A new report from the International Energy Agency, Electricity 2024, has looked at present consumption and expected demand for the form of energy to 2026. As usual with IEA reports, there is an interesting range of findings and projections.

Perhaps the most striking is that per capita, electricity consumption in Africa is currently around what it was in the 1990s, and has even declined in recent years as growth in electricity generation has not kept up with growth in population. Conversely, while per capita consumption in India and Southeast Asia was lower than in Africa three decades ago, in India it is now twice what it is in Africa, and in Southeast Asia 40% higher than in Africa, reflecting strong economic growth in those Asian areas.

Also interesting is the finding that electricity consumption by data centres, artificial intelligence and cryptocurrency “could double” between 2024 and 2026; data centres alone are expected to rise from consuming 460 TWh in 2022 to 1100 TWh in 2026, “roughly equivalent to the electricity consumption of Japan”.

Electricity consumption in advanced economies generally fell in 2023, while in most of the rest of the world it grew (such that global demand grew by 2.2%), and demand growth globally is expected to pick up over the next three years, averaging an annual 3.4%. Part of this will be increased economic activity, while the other part will be increased electrification. Almost 85% of increased electricity demand is to come from non-advanced economies to 2026 – China’s is expected to grow by 1400 TWh between 2024 and 2026, roughly half of the European Union’s current total consumption. (Per capita electricity consumption is already higher in China than in the EU.)

Meanwhile, the rate of demand growth is expected to be higher in India than in China.

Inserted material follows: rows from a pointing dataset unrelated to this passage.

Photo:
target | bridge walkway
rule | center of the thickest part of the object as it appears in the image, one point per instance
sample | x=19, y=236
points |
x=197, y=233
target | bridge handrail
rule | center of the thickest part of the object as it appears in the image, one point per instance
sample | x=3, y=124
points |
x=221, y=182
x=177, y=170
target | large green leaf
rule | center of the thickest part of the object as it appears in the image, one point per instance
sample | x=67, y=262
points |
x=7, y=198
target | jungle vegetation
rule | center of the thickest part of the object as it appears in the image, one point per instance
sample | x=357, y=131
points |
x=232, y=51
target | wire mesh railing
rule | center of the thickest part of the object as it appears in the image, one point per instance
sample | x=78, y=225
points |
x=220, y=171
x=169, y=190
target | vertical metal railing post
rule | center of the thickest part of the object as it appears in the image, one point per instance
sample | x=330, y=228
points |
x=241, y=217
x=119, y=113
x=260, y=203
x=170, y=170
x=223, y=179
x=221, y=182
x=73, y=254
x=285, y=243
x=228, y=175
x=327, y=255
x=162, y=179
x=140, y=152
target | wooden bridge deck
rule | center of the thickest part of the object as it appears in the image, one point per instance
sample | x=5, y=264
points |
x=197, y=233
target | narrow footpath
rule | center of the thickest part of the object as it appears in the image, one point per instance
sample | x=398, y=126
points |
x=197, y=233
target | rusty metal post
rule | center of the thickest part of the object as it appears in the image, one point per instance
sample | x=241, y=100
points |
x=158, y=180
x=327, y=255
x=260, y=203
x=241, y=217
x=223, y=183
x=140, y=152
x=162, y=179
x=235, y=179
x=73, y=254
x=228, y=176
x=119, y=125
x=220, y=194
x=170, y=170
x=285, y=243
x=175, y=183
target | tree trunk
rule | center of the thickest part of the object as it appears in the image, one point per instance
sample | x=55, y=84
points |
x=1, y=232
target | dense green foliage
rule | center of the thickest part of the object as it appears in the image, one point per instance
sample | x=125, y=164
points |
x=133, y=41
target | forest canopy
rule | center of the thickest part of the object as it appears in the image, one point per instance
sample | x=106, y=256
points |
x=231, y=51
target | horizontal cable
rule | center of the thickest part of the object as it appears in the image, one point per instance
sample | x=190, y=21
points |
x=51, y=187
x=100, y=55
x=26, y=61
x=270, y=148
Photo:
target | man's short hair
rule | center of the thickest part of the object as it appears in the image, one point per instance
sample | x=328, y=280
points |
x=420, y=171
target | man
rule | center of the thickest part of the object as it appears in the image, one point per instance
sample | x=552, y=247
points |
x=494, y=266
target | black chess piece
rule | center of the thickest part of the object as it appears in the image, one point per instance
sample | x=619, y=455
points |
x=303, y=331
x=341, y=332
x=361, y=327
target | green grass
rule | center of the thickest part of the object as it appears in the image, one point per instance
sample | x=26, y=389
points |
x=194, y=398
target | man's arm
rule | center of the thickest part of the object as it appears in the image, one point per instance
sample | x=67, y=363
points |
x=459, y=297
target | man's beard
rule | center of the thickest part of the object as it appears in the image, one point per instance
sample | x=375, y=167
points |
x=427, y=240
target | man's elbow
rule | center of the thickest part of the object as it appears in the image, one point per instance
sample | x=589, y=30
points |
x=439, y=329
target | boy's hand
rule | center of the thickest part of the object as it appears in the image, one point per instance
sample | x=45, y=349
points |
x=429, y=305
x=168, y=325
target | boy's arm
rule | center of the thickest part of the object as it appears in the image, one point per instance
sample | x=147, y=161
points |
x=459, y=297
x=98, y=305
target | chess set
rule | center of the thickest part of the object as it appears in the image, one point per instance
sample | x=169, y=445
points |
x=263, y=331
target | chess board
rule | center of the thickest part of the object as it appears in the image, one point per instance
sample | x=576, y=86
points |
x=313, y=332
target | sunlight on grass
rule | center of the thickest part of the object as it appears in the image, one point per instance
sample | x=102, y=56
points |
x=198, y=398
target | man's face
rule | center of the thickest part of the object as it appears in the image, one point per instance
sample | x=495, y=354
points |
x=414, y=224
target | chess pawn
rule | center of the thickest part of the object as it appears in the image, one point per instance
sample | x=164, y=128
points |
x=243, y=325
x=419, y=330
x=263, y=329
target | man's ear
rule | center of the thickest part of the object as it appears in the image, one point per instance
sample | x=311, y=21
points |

Profoundly, all additional demand for electricity is projected to be covered by “technologies that produce low-emissions electricity”, which includes renewables and nuclear.

Carbon dioxide emissions from electricity generation are expected to decline slightly globally to 2026, with falls in China, the USA, Japan, Korea and the European Union, while emissions in India and Southeast Asia are set to rise.

The report also notes the strong advantages that US and Chinese industry enjoys over European industry in terms of electricity prices, with the gap widening such that EU prices (on average) are now almost double those in the US and China. In the words of the report, “the competitiveness of EU energy-intensive industries is expected to remain under pressure”, and the scope and effectiveness of policy initiatives and financial instruments will “likely determine the future of the European Union’s energy-intensive industrial sector”. The stakes are large indeed.